Philips buys majority stake in Saudi lighting firm
Firm buys stake in General Lighting Company from consortium including Carlyle Group
Philips has bought a majority stake in Saudi Arabia’s General Lighting Company (GLC) from a consortium including Carlyle Group, in the U.S. private equity firm’s first exit from an investment in the country.
The $235 million sale is part of a growing trend in recent months of private equity investors in the Gulf region buying and selling assets after a period where such transactions were difficult due to poor market conditions.
Carlyle, which bought into GLC for an undisclosed amount in 2010 through its Carlyle MENA Fund, on Monday said it was offloading its 30 percent holding. Two other shareholders - Alliance Holding and Hejailan Group - are selling undisclosed amounts to give the Dutch group a 51 percent stake.
Alliance is a holding company managed by the founder and chairman of GLC, Abdullah Al-Hobayb, which will retain a 49 percent stake in the lighting group.
The purchase will strengthen Philips' footprint in the region, the healthcare, lighting and consumer appliances company said.
Private sales have started to pick up after a long drought.
In December, a unit of Dubai World sold its 50 percent stake in Miami Beach's landmark Fontainebleau hotel back to south Florida developer Turnberry, while global watchmaker Swatch took control of Dubai’s Rivoli retail chain through the purchase of an 18 percent stake from Dubai International Capital in November.
The investment banking arm of Gulf International Bank and Gibson Dunn advised the selling consortium, while Moelis and Norton Rose Fulbright acted for Philips, Carlyle said.
The deal is due to close this year, subject to regulatory approvals.
The sale ends bankers' hopes that GLC could be listed on the Saudi stock exchange.
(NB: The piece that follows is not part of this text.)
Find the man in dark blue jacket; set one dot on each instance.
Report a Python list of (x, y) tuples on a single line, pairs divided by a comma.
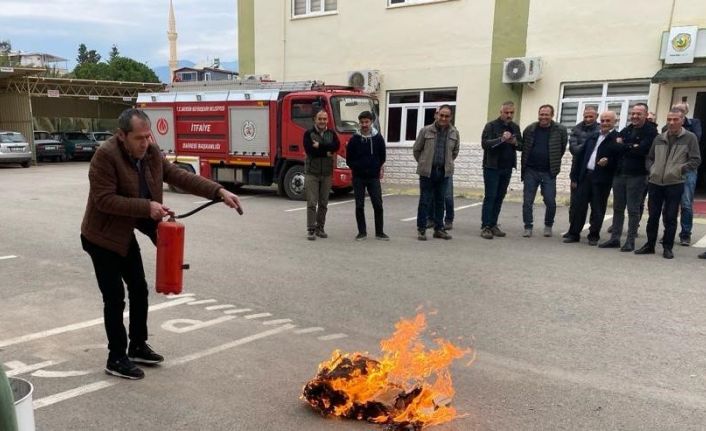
[(630, 180), (591, 177), (499, 139), (365, 155)]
Carlyle had hired GIB Capital and law firm Latham & Watkins to help arrange an initial public offering, sources said last year.
While using a stock market listing to exit a private equity investment is pretty common in the West, such actions have been sporadic in the Gulf since the global financial crisis sent markets plummeting and damaged investor confidence.
However, a recovery in local investor sentiment - the value of Dubai’s bourse more than doubled in 2013 - has led to hopes that such deals could happen on regional bourses soon.
Construction Products Holding, a building materials firm in which Standard Chartered’s private equity arm owns a minority stake, could float 30 percent in Saudi Arabia this year, its chief executive told Reuters in January.